Однажды я шла за ней до самой «Преисподней». Похоже, девочки – её ровесницы, из той же школы – болтались там в обеденный перерыв или прогуливали уроки. Огненно-красная вывеска на дверях, вдоль оконных рам – желтые пластмассовые гребешки, изображавшие адское пламя. Меня напугала поистине мильтоновская смелость названия: соображают ли владельцы, каких духов вызывают?
Всемогущий Бог
Разгневанный стремглав низверг строптивцев,
Объятых пламенем, в бездонный мрак…
Где муки без конца и лютый жар
Клокочущих, неистощимых струй
Нет. Они не знали. «Преисподняя» была адским пламенем только для мяса.
Лампы в цветных стеклянных абажурах, пестрые жилистые растения в глиняных горшках – атмосфера шестидесятых.
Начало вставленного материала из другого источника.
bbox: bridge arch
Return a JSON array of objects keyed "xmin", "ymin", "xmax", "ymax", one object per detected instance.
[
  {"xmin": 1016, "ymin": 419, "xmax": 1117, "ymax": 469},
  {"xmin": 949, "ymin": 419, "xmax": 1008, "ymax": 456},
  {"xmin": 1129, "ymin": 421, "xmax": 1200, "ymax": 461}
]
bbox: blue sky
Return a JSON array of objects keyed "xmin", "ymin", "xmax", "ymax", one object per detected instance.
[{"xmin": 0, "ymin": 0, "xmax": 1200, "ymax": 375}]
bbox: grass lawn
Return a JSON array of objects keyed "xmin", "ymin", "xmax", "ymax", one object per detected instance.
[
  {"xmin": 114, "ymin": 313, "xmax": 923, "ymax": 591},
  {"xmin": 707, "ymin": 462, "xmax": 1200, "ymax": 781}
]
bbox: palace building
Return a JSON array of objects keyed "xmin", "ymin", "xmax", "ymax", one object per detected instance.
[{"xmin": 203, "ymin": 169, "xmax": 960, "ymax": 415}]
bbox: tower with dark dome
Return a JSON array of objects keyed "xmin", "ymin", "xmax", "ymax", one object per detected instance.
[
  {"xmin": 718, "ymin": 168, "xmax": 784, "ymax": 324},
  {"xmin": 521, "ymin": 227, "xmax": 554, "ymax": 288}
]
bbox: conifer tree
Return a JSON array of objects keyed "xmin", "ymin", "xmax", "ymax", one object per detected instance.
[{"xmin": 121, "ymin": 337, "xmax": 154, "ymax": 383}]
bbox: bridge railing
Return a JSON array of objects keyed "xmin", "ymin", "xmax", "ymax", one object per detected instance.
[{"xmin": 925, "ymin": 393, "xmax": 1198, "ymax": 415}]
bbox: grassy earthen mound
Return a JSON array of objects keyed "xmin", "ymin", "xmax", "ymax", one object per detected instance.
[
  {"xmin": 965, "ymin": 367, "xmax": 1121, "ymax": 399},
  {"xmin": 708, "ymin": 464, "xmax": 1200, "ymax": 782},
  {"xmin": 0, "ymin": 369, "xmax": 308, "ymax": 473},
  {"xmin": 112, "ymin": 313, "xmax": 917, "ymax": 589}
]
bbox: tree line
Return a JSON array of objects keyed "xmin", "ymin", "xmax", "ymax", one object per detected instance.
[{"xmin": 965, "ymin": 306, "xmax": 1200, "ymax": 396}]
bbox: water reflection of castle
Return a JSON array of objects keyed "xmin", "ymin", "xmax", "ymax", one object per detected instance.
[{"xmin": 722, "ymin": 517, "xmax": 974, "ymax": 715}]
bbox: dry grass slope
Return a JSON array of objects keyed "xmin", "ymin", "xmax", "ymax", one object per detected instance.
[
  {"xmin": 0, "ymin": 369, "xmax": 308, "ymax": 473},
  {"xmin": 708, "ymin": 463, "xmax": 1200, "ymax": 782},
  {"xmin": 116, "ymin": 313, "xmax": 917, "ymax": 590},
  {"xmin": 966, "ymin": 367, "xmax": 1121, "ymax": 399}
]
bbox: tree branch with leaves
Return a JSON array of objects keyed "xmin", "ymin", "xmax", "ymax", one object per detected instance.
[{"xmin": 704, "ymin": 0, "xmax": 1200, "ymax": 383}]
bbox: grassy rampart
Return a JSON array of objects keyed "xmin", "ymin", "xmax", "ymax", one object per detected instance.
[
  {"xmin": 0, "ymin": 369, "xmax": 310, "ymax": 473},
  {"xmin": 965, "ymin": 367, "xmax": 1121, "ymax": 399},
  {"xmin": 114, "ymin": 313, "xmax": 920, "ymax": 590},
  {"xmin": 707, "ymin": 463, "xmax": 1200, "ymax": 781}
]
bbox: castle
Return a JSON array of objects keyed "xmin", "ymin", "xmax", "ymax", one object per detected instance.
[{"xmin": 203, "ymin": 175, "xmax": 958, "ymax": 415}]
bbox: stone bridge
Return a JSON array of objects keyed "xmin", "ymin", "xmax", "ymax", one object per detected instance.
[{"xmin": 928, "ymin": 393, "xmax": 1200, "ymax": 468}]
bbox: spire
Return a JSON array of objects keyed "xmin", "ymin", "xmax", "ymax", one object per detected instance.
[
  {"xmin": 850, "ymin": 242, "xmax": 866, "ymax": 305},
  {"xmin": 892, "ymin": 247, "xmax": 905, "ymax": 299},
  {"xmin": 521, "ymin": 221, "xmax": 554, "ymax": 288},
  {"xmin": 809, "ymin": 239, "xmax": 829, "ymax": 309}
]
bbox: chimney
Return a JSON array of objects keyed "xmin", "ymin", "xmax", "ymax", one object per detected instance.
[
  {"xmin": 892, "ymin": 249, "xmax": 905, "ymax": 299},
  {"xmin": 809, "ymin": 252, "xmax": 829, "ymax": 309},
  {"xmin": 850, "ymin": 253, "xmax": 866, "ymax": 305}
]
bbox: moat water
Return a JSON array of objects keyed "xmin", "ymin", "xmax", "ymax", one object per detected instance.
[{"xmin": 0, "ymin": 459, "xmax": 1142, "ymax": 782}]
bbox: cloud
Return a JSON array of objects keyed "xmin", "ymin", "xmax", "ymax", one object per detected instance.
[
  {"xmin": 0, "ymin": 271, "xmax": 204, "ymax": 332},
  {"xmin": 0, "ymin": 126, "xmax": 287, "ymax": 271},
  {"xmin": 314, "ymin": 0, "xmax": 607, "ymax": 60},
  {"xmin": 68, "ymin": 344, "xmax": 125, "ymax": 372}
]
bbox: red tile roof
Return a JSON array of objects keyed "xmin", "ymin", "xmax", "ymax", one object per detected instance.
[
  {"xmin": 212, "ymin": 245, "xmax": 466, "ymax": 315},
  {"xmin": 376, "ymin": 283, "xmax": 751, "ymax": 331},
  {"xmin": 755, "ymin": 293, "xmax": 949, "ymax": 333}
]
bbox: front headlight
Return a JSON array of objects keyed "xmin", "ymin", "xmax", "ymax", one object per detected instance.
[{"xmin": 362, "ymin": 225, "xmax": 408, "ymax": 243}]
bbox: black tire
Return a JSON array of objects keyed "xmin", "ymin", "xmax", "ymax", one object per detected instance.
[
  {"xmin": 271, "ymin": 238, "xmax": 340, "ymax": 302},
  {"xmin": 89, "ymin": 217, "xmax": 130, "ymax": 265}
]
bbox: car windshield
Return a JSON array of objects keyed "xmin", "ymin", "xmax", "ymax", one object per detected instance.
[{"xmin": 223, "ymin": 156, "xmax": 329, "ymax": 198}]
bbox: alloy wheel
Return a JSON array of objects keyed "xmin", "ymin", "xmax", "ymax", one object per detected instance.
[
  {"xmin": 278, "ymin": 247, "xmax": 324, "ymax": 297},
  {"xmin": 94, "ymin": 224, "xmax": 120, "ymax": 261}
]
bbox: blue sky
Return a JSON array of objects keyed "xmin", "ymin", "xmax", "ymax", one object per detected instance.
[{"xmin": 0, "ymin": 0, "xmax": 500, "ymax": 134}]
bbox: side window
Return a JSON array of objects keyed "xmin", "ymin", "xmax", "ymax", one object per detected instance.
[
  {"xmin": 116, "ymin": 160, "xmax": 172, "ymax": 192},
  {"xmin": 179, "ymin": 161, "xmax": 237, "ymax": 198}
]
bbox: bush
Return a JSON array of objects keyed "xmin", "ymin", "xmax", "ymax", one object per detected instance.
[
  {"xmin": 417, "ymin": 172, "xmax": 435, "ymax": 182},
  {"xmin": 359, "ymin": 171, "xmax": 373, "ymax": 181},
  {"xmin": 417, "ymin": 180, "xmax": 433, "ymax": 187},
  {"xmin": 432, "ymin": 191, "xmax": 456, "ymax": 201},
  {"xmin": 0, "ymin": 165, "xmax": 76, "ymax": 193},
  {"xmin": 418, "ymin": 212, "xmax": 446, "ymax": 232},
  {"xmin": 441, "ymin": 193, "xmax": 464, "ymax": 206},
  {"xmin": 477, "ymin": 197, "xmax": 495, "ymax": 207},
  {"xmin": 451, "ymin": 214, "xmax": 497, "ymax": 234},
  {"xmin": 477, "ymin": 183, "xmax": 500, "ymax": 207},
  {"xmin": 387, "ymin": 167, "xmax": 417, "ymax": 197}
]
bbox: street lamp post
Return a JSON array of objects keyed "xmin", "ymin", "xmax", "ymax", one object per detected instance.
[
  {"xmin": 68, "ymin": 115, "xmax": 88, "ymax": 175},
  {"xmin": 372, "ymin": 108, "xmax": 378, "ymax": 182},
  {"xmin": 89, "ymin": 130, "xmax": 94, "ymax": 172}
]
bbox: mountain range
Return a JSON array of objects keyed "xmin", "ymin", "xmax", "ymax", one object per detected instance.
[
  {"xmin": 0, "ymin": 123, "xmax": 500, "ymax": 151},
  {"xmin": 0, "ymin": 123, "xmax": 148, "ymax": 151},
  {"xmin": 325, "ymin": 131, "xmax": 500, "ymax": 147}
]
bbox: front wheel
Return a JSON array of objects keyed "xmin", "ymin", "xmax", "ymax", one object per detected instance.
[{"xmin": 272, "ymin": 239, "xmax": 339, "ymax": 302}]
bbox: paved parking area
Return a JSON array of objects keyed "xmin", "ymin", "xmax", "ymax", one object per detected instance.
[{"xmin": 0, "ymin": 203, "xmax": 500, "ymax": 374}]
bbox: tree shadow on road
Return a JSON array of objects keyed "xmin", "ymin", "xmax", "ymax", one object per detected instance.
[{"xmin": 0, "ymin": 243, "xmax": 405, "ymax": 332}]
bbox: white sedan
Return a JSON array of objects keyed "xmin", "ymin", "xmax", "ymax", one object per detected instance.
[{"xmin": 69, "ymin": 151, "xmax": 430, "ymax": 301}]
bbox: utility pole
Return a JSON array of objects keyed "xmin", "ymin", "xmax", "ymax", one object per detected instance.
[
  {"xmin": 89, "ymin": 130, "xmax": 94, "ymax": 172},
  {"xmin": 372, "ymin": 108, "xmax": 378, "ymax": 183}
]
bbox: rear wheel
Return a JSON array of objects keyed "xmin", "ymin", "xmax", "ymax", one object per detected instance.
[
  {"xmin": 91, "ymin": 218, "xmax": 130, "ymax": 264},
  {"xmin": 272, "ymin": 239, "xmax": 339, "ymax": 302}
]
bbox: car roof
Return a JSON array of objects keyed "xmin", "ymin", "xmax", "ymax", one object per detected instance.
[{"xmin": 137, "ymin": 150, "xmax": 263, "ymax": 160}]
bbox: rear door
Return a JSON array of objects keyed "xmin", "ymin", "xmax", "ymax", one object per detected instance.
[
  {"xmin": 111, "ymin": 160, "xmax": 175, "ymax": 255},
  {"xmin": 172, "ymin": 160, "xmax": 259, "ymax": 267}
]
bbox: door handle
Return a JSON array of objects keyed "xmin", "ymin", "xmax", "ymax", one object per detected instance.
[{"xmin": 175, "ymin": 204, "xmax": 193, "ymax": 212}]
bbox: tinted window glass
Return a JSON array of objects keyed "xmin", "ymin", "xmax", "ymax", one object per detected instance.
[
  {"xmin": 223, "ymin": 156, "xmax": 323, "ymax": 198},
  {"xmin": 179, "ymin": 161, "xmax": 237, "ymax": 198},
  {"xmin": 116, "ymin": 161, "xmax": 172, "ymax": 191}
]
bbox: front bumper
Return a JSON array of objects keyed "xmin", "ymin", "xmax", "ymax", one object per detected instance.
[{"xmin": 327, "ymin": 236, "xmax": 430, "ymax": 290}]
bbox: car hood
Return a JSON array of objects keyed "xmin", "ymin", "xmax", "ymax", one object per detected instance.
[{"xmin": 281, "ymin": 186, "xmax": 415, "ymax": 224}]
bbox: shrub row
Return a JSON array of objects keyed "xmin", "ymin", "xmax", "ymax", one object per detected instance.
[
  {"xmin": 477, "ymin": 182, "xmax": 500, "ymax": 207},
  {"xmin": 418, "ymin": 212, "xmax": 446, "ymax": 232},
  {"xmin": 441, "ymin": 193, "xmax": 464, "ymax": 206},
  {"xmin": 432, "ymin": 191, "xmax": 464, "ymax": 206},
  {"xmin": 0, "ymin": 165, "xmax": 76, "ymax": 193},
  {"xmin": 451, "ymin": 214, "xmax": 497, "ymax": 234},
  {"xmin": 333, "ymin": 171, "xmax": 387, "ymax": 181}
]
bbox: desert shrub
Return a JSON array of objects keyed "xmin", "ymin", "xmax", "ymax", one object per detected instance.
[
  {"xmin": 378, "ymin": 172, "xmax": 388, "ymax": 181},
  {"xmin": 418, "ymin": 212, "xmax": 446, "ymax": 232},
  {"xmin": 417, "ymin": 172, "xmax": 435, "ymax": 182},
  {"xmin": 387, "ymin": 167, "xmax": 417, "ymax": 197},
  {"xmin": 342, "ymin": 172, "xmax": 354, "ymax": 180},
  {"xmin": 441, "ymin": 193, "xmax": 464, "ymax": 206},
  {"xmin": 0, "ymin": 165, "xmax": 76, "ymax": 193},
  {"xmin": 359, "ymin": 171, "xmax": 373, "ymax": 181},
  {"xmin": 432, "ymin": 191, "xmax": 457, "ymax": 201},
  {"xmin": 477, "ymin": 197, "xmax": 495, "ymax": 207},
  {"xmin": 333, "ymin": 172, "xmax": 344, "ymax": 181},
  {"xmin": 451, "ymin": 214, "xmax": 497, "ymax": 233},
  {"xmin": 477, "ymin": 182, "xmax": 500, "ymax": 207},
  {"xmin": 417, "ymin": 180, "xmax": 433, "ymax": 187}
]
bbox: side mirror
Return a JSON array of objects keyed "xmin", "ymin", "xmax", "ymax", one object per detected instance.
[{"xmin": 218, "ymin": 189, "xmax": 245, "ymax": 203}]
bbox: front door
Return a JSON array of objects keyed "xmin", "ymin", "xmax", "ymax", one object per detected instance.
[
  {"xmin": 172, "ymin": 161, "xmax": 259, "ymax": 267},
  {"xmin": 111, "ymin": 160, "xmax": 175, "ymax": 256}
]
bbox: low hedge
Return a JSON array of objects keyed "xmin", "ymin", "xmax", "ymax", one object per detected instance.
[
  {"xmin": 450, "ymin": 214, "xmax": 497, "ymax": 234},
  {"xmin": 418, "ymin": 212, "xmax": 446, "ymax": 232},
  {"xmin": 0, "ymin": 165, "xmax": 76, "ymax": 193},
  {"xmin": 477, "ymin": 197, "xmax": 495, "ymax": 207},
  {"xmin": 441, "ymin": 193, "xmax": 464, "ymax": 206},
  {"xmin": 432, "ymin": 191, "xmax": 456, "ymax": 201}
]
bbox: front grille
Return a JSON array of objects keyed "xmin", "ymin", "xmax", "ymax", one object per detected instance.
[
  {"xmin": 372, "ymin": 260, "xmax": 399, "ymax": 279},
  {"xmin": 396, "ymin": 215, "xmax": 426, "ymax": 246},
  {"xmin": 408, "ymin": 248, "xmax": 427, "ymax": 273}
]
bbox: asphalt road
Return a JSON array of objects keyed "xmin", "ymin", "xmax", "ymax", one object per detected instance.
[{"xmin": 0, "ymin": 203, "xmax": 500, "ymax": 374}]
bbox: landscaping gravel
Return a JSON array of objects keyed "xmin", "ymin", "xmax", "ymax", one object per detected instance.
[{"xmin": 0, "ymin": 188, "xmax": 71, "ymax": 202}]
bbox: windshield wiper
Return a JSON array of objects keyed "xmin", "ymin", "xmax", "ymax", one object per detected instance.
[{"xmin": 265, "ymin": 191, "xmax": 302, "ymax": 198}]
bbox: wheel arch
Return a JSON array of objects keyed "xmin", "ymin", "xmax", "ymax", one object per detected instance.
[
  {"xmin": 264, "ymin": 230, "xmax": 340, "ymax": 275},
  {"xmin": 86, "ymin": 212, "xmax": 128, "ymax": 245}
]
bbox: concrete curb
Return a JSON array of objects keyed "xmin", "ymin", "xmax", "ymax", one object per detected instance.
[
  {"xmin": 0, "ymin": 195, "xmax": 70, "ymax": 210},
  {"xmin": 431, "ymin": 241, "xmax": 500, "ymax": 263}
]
Я устроилась в кабинке рядом с той, где сидела Сабрина с двумя подругами; все три – в одинаковой мешковатой мальчишеской форме: похожие на пледы юбки в складку и галстуки в тон – эту деталь Уинифред находила особенно элегантной. Девочки изо всех сил портили впечатление: гольфы сползли, блузки выбились, галстуки съехали набок. Девочки жевали резинку, будто отправляли регилиозный обряд, и болтали – скучающими голосами и чересчур громко, девочки это превосходно умеют.
Все три были красивы – как бывают красивы в этом возрасте все девочки. Такую красоту не скроешь и не сбережешь: это свежесть, упругость клеток; она дается даром, временно, и повторить её невозможно. Но все они были недовольны собой и уже пытались себя изменить – улучшить, исказить, умалить, втиснуть в невероятную воображаемую форму, выщипывая и рисуя на лицах. Я их не порицаю: сама делала то же самое.
Я сидела, подглядывая за Сабриной из-под полей обвислой летней шляпы и подслушивая пустую девчачью болтовню, которой они прикрывались, будто камуфляжем. Ни одна не говорила, что думала, ни одна не доверяла остальным, – и правильно: невольные предательства в этом возрасте свершаются ежедневно. Две блондинки; только у Сабрины волосы темные и блестящие, как спелая вишня. Вообще-то она не слушала подружек и не смотрела на них. За напускным безразличием её взгляда, должно быть, зрел бунт. Я узнала эту суровость, это упрямство, это негодование принцессы в заточении, – их держат в тайне, пока не накоплены силы. Ну держись, Уинифред, удовлетворенно подумала я.